Migrating to Databricks
Guidance for analysts on different options for migrating existing processes to use data stored in Databricks from using data stored in SQL Server Management Studio (SSMS).
Migration approaches
There are multiple approaches to migrating your processes to Databricks. The right approach will depend on your existing code, your team’s skills and your long-term goals.
There is no single correct method. Each approach has advantages and trade-offs, and analysts should choose the option that best fits their use case.
Our general recommendation is:
- For existing R code, change the database connection from SSMS to Databricks and continue to use RStudio, Positron or your preferred IDE for any coding.
- For SQL scripts, or where building new pipelines or workflows, consider migrating to code entirely in Databricks.
This approach uses Databricks primarily for data storage, while you continue to run your code locally. Your R code can remain in RStudio / Positron / your preferred IDE and all existing R processes can still be run there.
This approach is most suitable where your code is written primarily in R and supports a quick and low-disruption migration. If you have an existing pipeline set up using RStudio / Positron / another IDE, there is no expectation that you must migrate your existing code or scripts into the Databricks platform (although there’s no reason you shouldn’t if you’d like to!).
Code that reads or writes data from or to SSMS databases will need to be redirected to your Databricks catalog*.
Pros
- Minimal code changes You can keep your existing R scripts largely unchanged, only updating any embedded SQL code (from T-SQL to Spark SQL) and any SSMS connections to point to your Databricks catalog instead
- Quick to implement This is often the fastest route to migrating to Databricks
- Platform flexibility Your code remains portable and can be more easily migrated to other environments
- Greater control over your environment You retain more flexibility over local packages and configurations compared to managed environments
Cons
- Connection set up can take time Initial set up (authentication, drivers, permissions) may require troubleshooting
- Mixed language workflows need extra handling If your process requires both SQL and R, you will need to consider how to migrate your SQL code
- Performance limitations Computation runs on your local machine, which may be slower than the cloud-based processing Databricks offers
This approach moves all your code to the Databricks platform, so it sits alongside your data in the same environment. It is most suitable when: your code is primarily in SQL language, you want to fully utilise Databricks features and / or cloud compute, or you are building new pipelines.

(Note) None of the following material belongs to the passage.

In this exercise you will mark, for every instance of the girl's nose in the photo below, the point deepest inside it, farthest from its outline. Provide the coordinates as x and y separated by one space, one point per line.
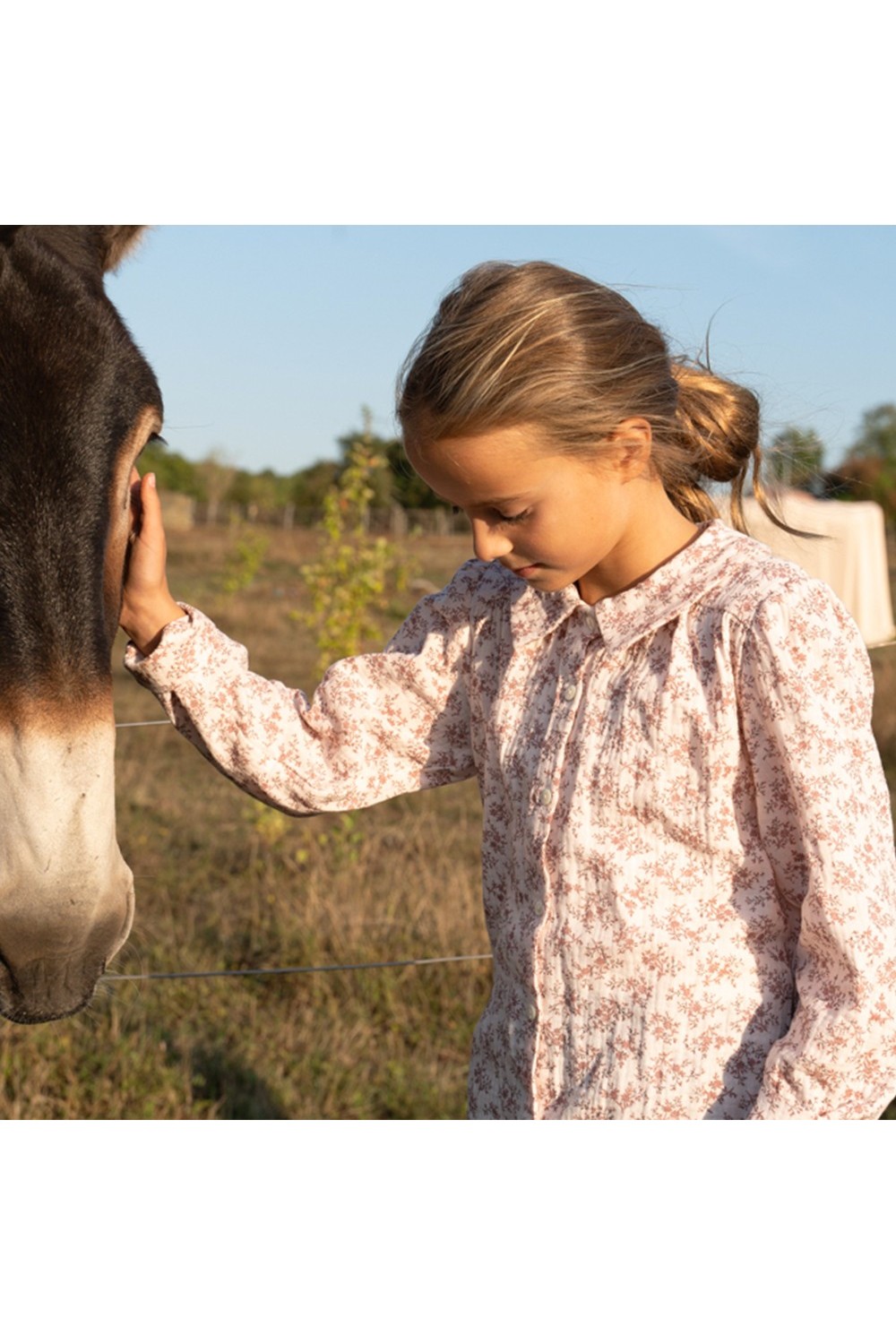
487 543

When moving code to Databricks, you have a couple of options for how you develop and run it. You can:
- Use Databricks notebooks
- Use standard code scripts
- Use the Databricks SQL Editor to create standalone SQL queries
SQL Editor is recommended for short, ad-hoc SQL queries. For longer or more complex SQL analysis, consider using notebooks.
Pros
- Code and data in one place All processing happens within Databricks, reducing complexity and improving integration
- Typically faster to run processes Takes advantage of cloud computing (see Databricks fundamentals for more info)
- Well suited to workflows and automation Databricks has built in tools for scheduling and running pipelines (see Databricks workflows for more info)
- Flexible development options Use notebooks for interactive development and documentation, or scripts for more structured pipelines
Cons
- Security considerations Care is needed when sharing notebooks, as some users may see code outputs even if they don’t have access to underlying data
- Learning and development time It may take more time to upskill in the Databricks platform
Any SQL code, whether in standalone SQL scripts or embedded in R scripts, will need to be rewritten from T-SQL to Spark SQL syntax. This applies regardless of whether you are following Approach 1 or Approach 2, as either way the code is executed by Databricks which uses Spark SQL syntax. Databricks’ in-built AI assistant “Genie” can help with translating your code.
What if I have both R and SQL code in my current process?
While we recommend Approach 1 for primarily R-based processes, and Approach 2 for SQL processes, it may be that your processes use a combination of these languages. If your workflow uses both R and SQL, you will likely need to use a blended approach to migration. You should weigh up your options and decide what is best for your process and team; this will depend on the context of your process, and your team skills and capacity. Options include:
Move any SQL code into Databricks and run R code from RStudio / Positron / other IDE
This approach is suitable when your existing SQL code is complex, well-tested or often reused and you want to keep it as SQL code. It involves running the SQL code directly in Databricks to create intermediate or final tables, which are then written to the Databricks catalog. The SQL processing happens entirely in Databricks, after which you connect to the Databricks catalog from RStudio, Positron or another IDE to read in the created tables and continue the process with R code*.
Move all R and SQL code into Databricks
This approach is best suited to processes you plan to automate using Databricks workflows or where keeping all processing in a single environment improves performance and reproducibility. It involves migrating all of your SQL and R code into the Databricks platform, executing it using notebooks or jobs.
Translate any SQL code to R and run all code from RStudio / Positron / other IDE
This approach is appropriate when your team primarily works in R and your SQL logic is not particularly complex or lengthy. It involves translating all existing SQL logic into R so that all your code is in the same language. The R code would then be run from RStudio / Positron / another IDE and would connect to the Databricks catalog to access the data as in Approach 1 above*.
Use an R wrapper function for SQL code and run all code from RStudio / Positron / other IDE
This approach is a useful short-term or transitional approach when you want to reuse existing SQL code with minimal changes. It keeps SQL and R closely linked by embedding SQL queries within an R workflow. Any SQL code would first need updating from T-SQL to Spark SQL, where it could then be passed via R code using wrapper functions to run in Databricks, whilst R controls execution. You can run SQL from R by creating a reusable wrapper function that uses a Databricks connection (e.g., via the DBI and odbc packages) and executes queries with a function like dbGetQuery()*.
An example of setting up the connection and running queries can be found on the Databricks SQL Warehouse with RStudio page. This could then be wrapped in a reusable function to standardise connection handling and query execution.
*For all processes that run SQL code or read from / write to the Databricks catalog from outside Databricks, you’ll need to manually set up a connection to a Databricks compute resource. The best compute option for this is an SQL Warehouse, you can find more information on setting this up on our Databricks SQL Warehouse with RStudio page.